The daughter of a dry-goods shopkeeper and a talented home cook, Kander joined an immigrant-aid society soon after graduation. Her position took her into the city's meanest slums, where she urged newly arrived Russian Jews to "Americanize" and keep their small homes clean. Her commitment to cleanliness—a preoccupation of the Progressive movement, forged alongside a growing acceptance of germ theory—led her to establish a bathhouse attached to the Schlitz Brewery, with water piped in from the bottle-sanitizing room.

In 1900, Kander helped establish the Settlement House, where she taught cooking classes. The cookbook was conceived as a way to underwrite the House's operation costs—and sales kept it afloat for nine years.

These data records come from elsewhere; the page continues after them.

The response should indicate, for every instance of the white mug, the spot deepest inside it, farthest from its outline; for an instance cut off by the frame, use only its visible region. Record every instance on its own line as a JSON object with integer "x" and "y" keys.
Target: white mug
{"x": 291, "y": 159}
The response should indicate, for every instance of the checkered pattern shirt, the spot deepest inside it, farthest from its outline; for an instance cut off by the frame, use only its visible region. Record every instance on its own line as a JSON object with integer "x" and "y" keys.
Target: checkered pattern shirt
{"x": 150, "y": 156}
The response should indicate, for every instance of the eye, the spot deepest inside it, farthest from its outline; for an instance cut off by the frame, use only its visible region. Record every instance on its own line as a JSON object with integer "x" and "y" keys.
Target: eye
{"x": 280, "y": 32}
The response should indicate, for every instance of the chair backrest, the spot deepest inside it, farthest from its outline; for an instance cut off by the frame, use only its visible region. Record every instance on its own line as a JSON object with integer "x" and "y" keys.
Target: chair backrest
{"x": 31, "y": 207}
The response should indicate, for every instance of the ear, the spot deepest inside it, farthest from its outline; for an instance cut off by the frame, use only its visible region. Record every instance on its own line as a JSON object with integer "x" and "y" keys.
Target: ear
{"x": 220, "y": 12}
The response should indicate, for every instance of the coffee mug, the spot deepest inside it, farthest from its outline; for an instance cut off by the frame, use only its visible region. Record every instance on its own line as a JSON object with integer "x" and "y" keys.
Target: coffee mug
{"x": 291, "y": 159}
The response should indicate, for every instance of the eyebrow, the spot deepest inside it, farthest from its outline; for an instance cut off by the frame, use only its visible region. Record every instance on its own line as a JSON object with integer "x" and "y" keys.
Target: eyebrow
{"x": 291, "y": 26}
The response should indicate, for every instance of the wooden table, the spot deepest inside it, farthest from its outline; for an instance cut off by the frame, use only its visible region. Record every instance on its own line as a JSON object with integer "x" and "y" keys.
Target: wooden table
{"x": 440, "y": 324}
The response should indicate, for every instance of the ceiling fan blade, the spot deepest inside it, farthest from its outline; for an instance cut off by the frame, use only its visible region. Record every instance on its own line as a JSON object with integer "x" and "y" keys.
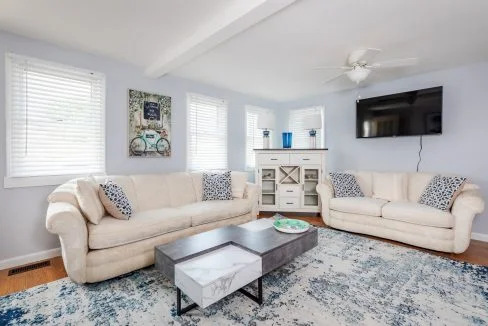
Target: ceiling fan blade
{"x": 334, "y": 78}
{"x": 362, "y": 55}
{"x": 332, "y": 68}
{"x": 395, "y": 63}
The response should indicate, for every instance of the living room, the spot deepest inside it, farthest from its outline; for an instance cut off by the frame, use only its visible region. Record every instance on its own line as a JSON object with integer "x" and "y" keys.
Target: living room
{"x": 223, "y": 54}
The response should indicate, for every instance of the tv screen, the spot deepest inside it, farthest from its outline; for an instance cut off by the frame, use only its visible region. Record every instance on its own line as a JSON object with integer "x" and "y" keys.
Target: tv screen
{"x": 404, "y": 114}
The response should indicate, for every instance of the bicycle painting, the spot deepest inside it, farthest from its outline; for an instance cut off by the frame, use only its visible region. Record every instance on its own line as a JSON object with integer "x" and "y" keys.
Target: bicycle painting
{"x": 149, "y": 124}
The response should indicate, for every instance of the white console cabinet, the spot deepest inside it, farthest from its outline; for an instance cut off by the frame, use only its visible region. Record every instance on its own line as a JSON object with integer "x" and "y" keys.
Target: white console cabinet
{"x": 288, "y": 178}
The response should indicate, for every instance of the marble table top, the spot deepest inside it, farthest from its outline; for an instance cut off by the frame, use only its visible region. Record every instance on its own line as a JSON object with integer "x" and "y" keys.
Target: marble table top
{"x": 216, "y": 264}
{"x": 275, "y": 248}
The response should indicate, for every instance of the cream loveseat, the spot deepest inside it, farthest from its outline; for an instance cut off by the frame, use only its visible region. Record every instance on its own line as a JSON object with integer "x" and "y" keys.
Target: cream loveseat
{"x": 390, "y": 210}
{"x": 167, "y": 207}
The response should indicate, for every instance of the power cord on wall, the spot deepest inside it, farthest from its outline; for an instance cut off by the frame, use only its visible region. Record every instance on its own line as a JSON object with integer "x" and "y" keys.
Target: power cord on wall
{"x": 420, "y": 156}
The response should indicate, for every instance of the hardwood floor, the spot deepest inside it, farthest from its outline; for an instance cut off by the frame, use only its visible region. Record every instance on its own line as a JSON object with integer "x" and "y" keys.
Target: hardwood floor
{"x": 25, "y": 280}
{"x": 477, "y": 253}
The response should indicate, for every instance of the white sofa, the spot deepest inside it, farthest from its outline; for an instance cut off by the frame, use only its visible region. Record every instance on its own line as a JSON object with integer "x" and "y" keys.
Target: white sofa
{"x": 390, "y": 210}
{"x": 167, "y": 207}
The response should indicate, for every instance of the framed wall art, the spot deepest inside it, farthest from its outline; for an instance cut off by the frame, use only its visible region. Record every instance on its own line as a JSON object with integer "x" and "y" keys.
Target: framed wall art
{"x": 149, "y": 124}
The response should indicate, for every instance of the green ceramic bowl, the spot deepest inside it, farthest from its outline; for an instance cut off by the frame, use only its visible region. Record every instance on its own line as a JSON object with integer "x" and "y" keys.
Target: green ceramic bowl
{"x": 289, "y": 225}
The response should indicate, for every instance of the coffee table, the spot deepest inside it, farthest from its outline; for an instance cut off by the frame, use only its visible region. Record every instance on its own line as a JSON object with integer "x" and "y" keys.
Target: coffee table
{"x": 213, "y": 264}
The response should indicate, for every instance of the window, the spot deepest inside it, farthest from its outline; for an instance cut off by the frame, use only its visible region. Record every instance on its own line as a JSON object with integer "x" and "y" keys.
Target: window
{"x": 254, "y": 136}
{"x": 207, "y": 133}
{"x": 301, "y": 138}
{"x": 55, "y": 122}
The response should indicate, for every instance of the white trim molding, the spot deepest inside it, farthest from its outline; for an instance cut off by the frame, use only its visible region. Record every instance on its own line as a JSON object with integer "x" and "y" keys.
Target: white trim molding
{"x": 30, "y": 258}
{"x": 479, "y": 236}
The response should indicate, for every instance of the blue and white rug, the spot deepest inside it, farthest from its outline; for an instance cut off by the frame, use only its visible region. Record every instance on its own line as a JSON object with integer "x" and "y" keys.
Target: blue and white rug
{"x": 346, "y": 279}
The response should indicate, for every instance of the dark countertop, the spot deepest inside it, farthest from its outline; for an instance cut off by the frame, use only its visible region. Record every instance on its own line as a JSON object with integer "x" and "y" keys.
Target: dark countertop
{"x": 291, "y": 149}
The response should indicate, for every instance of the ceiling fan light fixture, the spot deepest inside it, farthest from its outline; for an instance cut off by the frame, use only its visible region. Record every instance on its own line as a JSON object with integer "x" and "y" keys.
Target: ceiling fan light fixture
{"x": 358, "y": 74}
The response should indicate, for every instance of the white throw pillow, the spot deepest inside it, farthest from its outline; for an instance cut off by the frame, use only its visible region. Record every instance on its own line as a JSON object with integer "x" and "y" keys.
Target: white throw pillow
{"x": 87, "y": 196}
{"x": 390, "y": 186}
{"x": 239, "y": 180}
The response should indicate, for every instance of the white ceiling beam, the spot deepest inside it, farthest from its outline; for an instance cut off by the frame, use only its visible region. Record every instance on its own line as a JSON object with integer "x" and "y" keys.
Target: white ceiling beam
{"x": 232, "y": 21}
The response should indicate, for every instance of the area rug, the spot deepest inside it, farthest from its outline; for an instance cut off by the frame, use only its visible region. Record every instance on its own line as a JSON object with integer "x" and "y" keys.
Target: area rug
{"x": 347, "y": 279}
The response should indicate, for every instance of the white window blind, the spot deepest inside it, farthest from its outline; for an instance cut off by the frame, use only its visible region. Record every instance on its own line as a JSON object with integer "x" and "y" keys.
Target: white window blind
{"x": 300, "y": 136}
{"x": 254, "y": 136}
{"x": 55, "y": 119}
{"x": 207, "y": 133}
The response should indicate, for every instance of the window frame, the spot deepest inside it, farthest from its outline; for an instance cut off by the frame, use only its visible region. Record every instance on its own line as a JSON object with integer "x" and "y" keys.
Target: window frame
{"x": 43, "y": 180}
{"x": 225, "y": 103}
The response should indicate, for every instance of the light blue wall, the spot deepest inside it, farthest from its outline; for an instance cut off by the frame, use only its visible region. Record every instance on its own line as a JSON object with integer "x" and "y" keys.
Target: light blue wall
{"x": 461, "y": 149}
{"x": 22, "y": 210}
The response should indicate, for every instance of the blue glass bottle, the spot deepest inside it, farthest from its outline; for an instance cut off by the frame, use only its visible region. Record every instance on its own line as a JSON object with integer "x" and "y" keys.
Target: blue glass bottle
{"x": 287, "y": 138}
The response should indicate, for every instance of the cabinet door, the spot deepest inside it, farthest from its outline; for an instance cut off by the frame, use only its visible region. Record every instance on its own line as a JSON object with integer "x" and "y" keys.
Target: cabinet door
{"x": 269, "y": 190}
{"x": 311, "y": 175}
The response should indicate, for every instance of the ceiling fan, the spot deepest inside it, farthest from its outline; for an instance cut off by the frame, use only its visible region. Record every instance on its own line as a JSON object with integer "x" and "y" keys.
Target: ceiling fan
{"x": 359, "y": 65}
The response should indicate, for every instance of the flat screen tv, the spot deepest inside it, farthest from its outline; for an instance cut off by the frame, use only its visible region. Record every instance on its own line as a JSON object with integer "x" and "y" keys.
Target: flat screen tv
{"x": 411, "y": 113}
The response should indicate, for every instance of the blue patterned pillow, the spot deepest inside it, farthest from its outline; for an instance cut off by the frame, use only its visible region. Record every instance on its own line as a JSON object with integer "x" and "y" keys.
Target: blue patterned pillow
{"x": 441, "y": 192}
{"x": 345, "y": 185}
{"x": 217, "y": 186}
{"x": 114, "y": 200}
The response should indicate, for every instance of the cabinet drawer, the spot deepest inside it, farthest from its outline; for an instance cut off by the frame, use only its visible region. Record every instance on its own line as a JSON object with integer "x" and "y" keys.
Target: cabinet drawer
{"x": 290, "y": 190}
{"x": 305, "y": 159}
{"x": 272, "y": 159}
{"x": 289, "y": 202}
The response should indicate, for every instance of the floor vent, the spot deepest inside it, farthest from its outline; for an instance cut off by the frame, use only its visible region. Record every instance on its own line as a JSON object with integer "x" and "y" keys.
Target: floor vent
{"x": 27, "y": 268}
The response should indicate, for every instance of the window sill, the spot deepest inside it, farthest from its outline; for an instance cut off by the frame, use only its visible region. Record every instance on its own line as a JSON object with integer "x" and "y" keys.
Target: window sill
{"x": 52, "y": 180}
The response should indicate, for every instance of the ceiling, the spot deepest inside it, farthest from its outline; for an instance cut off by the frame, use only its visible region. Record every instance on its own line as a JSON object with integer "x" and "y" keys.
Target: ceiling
{"x": 267, "y": 52}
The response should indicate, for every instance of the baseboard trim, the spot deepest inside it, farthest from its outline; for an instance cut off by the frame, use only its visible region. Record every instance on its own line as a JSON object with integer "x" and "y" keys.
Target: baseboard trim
{"x": 479, "y": 236}
{"x": 30, "y": 258}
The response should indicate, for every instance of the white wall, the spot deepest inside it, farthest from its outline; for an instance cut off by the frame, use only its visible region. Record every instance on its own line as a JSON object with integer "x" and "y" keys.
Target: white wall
{"x": 461, "y": 149}
{"x": 22, "y": 210}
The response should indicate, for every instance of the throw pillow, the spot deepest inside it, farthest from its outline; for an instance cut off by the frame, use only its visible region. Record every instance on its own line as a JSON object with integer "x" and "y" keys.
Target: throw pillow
{"x": 441, "y": 192}
{"x": 238, "y": 180}
{"x": 217, "y": 186}
{"x": 115, "y": 200}
{"x": 345, "y": 185}
{"x": 88, "y": 199}
{"x": 390, "y": 186}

"Although considered one of the most successful fundraising cookbooks in American history, The Settlement Cook Book emanated from Kander's efforts to Americanize Russian immigrant women through cooking classes," Angela Fritz wrote in a 2004 article for Wisconsin Magazine of History. To Kander, Americanization meant eating more red meat than fish, using brand-name processed foods, giving up Jewish dietary laws, garnishing plates with lettuce leaves and carved tomatoes, measuring ingredients in a scientific manner, and keeping an orderly kitchen. It also called for cocktails and truffles.

"The Settlement Cook Book tried to bring elegance and decorum to the Jewish home through haute cuisine," Fritz writes. "[It] served as a manual for the dramatization of middle-class values at the Jewish table with the inclusion of cocktails such as Manhattans, Mint Juleps, and Champagne Punch. Kander had been greatly influenced by French cuisine, including recipes for Delmonico Salad Dressing with chopped truffles, Water Lily Salad, and pate de foie gras."

Although many of the dishes Kander promoted may have seemed frivolous in a tenement context, she firmly believed the kitchen was the entryway to successful society. And her recipes were good: "If I consult a cookbook at all, it is likely to be by one of these sensible, flat-heeled authors like the famous Mrs. Kander," James Beard told The New Yorker when asked to name his favorite cookbook (which later became the first inductee into the Beard Foundation's Cookbook Hall of Fame). Despite The Settlement Cook Book's original title, pleasing men was never chief among Kander's aims: The word "husband" doesn't appear once in her text.

Kander's full-throated defense of assimilation seems less heroic today, when diversity and individualism are conventionally prized. Her transformation of her pupils' beloved gefilte fish into an elegant "herring salad" would likely strike many contemporary cooks as disrespectful and misguided. But a philosophical shift doesn't retroactively weaken Kander's leadership or culinary sense. Like many of the women showcased in SAM's galleries, she was subservient only to her values and vision.